Search code examples
mongodbmongodb-query

Insert result of a Query using aggregation subquery as filter into new collection


How can I implement this query in MongoDB

select * into NewTable 
from SalesInvoice where SalesID in 
   (select SalesID from SalesInvoice 
        group by CustomerID 
          having count(CustomerID)>1
    )

I could build the aggregate query, but couldn't find a way to make a new query and use the aggregate query as a filter and then insert the result into new collection.

Below is aggregate query:

db.SalesInvoice.aggregate([ {$group: {_id:"$request.CustomerID", count: {$sum:1}}},{$match: {count: {$gt:1}}}])

Solution

  • I tried few things but those didn't work. Tried gpt also a few times, didn't work either. Finally today I tried gpt and it gave an exact solution.

    To identify duplicate documents based on a specific field and then move all duplicates except one original record to a new collection, you can follow these steps in MongoDB:

    1. Identify duplicates using the $group stage.
    2. Filter out the unique documents using the $match stage.
    3. Move duplicates to a new collection using the $out stage or by inserting them manually.

    Step-by-Step Example

    Let's assume you have a collection named originalCollection and you want to identify duplicates based on a field named fieldToCheck.
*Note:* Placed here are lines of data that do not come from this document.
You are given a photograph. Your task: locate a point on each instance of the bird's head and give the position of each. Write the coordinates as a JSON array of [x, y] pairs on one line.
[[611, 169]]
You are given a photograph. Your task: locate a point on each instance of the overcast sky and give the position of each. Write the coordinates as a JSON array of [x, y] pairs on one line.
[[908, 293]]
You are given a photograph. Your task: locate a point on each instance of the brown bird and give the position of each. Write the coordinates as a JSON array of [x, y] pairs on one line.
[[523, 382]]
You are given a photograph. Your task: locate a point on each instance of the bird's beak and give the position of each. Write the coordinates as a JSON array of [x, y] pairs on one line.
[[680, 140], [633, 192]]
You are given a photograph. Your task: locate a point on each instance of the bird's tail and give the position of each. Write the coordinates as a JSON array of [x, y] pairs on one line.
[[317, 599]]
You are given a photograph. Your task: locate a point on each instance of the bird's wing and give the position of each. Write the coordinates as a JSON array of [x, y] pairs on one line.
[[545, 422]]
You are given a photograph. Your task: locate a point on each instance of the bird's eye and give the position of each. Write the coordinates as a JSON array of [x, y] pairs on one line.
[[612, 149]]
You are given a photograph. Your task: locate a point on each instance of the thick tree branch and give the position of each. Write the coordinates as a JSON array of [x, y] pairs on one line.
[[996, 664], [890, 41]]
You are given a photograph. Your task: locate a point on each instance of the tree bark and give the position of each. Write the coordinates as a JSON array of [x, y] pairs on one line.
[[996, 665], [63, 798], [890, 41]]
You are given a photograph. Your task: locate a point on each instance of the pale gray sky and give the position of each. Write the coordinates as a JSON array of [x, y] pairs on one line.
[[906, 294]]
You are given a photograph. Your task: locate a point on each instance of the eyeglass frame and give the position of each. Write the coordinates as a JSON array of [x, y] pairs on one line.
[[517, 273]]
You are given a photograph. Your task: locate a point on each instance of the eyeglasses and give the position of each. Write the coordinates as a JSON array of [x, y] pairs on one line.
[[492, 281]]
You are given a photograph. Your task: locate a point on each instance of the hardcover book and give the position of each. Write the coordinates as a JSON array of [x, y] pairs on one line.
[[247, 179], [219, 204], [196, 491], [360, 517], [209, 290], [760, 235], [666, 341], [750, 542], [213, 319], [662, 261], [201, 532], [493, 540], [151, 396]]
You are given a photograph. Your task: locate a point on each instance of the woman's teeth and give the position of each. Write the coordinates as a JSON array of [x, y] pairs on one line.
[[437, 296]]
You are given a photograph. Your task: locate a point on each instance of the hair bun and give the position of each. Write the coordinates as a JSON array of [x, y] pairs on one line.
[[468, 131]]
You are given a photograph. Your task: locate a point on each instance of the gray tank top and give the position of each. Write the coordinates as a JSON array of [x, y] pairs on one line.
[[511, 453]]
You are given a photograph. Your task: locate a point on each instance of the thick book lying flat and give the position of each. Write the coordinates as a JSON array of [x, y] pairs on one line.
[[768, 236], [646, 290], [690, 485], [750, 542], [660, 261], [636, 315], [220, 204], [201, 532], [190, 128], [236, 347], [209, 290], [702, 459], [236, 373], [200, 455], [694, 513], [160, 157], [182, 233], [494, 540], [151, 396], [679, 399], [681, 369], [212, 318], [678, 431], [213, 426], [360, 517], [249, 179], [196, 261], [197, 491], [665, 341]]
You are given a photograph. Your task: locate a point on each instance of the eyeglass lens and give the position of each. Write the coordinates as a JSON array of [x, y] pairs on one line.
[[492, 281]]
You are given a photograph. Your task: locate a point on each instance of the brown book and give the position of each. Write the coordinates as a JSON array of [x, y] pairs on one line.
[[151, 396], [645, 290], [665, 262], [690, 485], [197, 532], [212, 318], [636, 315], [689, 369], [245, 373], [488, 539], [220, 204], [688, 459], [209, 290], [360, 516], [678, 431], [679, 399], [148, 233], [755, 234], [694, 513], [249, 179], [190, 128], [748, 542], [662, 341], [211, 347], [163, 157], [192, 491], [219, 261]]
    1. Identify Duplicates and Keep One Original Record

    First, identify duplicates and mark them for removal:

    var duplicates = db.originalCollection.aggregate([
      {
        $group: {
          _id: "$fieldToCheck",
          uniqueIds: { $addToSet: "$_id" },
          count: { $sum: 1 }
        }
      },
      {
        $match: {
          count: { $gt: 1 }
        }
      }
    ]).toArray();
    
    var idsToRemove = [];
    
    duplicates.forEach(function(doc) {
      // Keep the first element and mark the rest for removal
      doc.uniqueIds.shift();
      idsToRemove = idsToRemove.concat(doc.uniqueIds);
    });
    

    2. Move Duplicates to a New Collection

    Now, move the identified duplicate documents to a new collection:

    var duplicateDocs = db.originalCollection.find({ _id: { $in: idsToRemove } }).toArray();
    
    db.duplicateCollection.insertMany(duplicateDocs);
    

    3. Remove Duplicates from the Original Collection

    Finally, remove the duplicate documents from the original collection:

    db.originalCollection.remove({ _id: { $in: idsToRemove } });
    

    Combined Script

    Here’s a combined script to do everything at once:

    // Step 1: Identify duplicates
    var duplicates = db.originalCollection.aggregate([
      {
        $group: {
          _id: "$fieldToCheck",
          uniqueIds: { $addToSet: "$_id" },
          count: { $sum: 1 }
        }
      },
      {
        $match: {
          count: { $gt: 1 }
        }
      }
    ]).toArray();
    
    var idsToRemove = [];
    
    // Step 2: Mark duplicates for removal, keep one original
    duplicates.forEach(function(doc) {
      doc.uniqueIds.shift(); // Remove the first element from the array to keep it
      idsToRemove = idsToRemove.concat(doc.uniqueIds);
    });
    
    // Step 3: Move duplicates to a new collection
    var duplicateDocs = db.originalCollection.find({ _id: { $in: idsToRemove } }).toArray();
    db.duplicateCollection.insertMany(duplicateDocs);
    
    // Step 4: Remove duplicates from the original collection
    db.originalCollection.remove({ _id: { $in: idsToRemove } });
    

    This script first identifies the duplicate documents based on fieldToCheck, then moves the duplicates to duplicateCollection, and finally removes them from originalCollection while keeping one original document for each duplicate group.